2.2.5. Determination of Total Oxidant Status (TOS)
TOS was evaluated according to the procedure described by Onbaşılar et al. [20], which relies on the conversion of ferrous ions in the o-dianisidine complex into ferric ions through oxidation. The measurements were performed using a commercial TOS assay kit (Rel Assay Diagnostics, Cat. No: RL0024, Gaziantep, Türkiye) with an autoanalyzer (Mindray BS-400, Shenzhen, China). Hydrogen peroxide was used as the calibration standard, and the results were expressed as micromoles of hydrogen peroxide equivalents per kilogram (µmol H2O2 eq/kg).
2.2.6. Calculation of Oxidative Stress Index (OSI)
OSI was calculated to evaluate the oxidative balance of the samples, using the ratio of TOS to TAS as reported by Onbaşılar et al. [20]:
OSI = TOS (µmol H2O2 equivalent/kg)/TAS (µmol Trolox equivalent/kg)
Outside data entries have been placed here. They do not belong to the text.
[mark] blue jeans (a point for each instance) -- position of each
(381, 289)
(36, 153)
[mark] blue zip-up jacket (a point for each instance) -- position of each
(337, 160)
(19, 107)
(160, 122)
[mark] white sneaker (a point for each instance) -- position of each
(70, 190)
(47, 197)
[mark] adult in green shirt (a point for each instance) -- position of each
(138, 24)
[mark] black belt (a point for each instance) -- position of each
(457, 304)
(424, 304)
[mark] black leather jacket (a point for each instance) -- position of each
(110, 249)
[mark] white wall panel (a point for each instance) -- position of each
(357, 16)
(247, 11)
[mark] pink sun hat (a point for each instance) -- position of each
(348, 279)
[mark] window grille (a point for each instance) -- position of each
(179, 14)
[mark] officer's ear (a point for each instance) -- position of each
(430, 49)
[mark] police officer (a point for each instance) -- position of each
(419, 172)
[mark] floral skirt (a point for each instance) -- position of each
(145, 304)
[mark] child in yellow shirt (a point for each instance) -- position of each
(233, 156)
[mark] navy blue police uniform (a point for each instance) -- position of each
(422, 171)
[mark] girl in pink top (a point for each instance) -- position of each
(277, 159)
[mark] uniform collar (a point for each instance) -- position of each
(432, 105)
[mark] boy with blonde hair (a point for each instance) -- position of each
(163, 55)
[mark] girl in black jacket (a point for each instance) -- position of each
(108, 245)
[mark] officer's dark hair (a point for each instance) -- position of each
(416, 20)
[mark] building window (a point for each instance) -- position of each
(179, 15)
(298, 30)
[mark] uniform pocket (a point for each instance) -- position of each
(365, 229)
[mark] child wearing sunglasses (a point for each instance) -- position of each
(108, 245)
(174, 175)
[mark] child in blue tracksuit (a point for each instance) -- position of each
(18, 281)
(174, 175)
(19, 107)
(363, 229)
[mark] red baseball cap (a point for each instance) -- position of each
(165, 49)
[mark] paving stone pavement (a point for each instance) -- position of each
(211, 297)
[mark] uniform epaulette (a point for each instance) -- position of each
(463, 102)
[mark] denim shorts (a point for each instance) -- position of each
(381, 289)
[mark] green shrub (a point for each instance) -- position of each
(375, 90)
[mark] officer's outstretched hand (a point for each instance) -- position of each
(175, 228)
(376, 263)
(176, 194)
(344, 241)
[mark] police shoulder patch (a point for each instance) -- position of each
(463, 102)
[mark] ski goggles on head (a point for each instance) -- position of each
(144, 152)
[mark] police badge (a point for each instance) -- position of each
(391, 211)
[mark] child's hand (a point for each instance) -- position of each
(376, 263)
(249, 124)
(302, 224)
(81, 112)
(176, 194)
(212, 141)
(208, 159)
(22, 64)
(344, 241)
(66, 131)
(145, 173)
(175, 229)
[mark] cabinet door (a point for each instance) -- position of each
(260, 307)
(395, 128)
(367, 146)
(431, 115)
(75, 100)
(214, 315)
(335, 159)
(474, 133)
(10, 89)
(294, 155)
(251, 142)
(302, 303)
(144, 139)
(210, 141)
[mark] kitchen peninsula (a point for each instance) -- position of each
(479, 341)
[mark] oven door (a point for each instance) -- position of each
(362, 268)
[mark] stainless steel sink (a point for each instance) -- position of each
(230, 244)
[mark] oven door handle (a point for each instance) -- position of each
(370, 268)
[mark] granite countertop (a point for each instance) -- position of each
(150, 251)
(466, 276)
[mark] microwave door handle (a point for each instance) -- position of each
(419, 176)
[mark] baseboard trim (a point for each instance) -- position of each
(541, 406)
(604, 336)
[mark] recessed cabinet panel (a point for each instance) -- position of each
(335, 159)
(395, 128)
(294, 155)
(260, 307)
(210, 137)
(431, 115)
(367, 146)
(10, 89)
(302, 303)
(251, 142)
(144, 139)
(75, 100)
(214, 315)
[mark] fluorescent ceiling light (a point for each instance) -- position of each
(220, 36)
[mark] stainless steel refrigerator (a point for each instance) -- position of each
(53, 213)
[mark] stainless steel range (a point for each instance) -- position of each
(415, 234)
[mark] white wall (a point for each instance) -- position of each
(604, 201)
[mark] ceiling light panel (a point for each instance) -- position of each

This parameter reflects the balance between oxidizing and antioxidant components in the samples in a quantitative manner.
2.3. Statistical Analysis
Statistical evaluation was performed with R software (version 4.5.1; R Foundation for Statistical Computing, Vienna, Austria) together with IBM SPSS Statistics 23.0 (IBM Corp., Armonk, NY, USA). A probability value below 0.05 was considered statistically significant. Data distribution was analyzed using the Shapiro–Wilk test, while skewness and kurtosis values were also reviewed to support the assessment of normality (Table 1). The results showed that the majority of variables deviated from a normal distribution (p < 0.05). For this reason, the median was used to describe central tendency in the dataset. Relationships between biochemical parameters and agreement between extraction methods were evaluated using Spearman correlation analysis, and results were visualized using heatmaps. Differences between the two extraction methods (ethanol and methanol) were analyzed using the Wilcoxon signed-rank test for paired samples. To reduce the likelihood of Type I errors arising from multiple testing, p-values were adjusted using the Benjamini–Hochberg false discovery rate (FDR) procedure. Additionally, Bonferroni correction results were reported for validation.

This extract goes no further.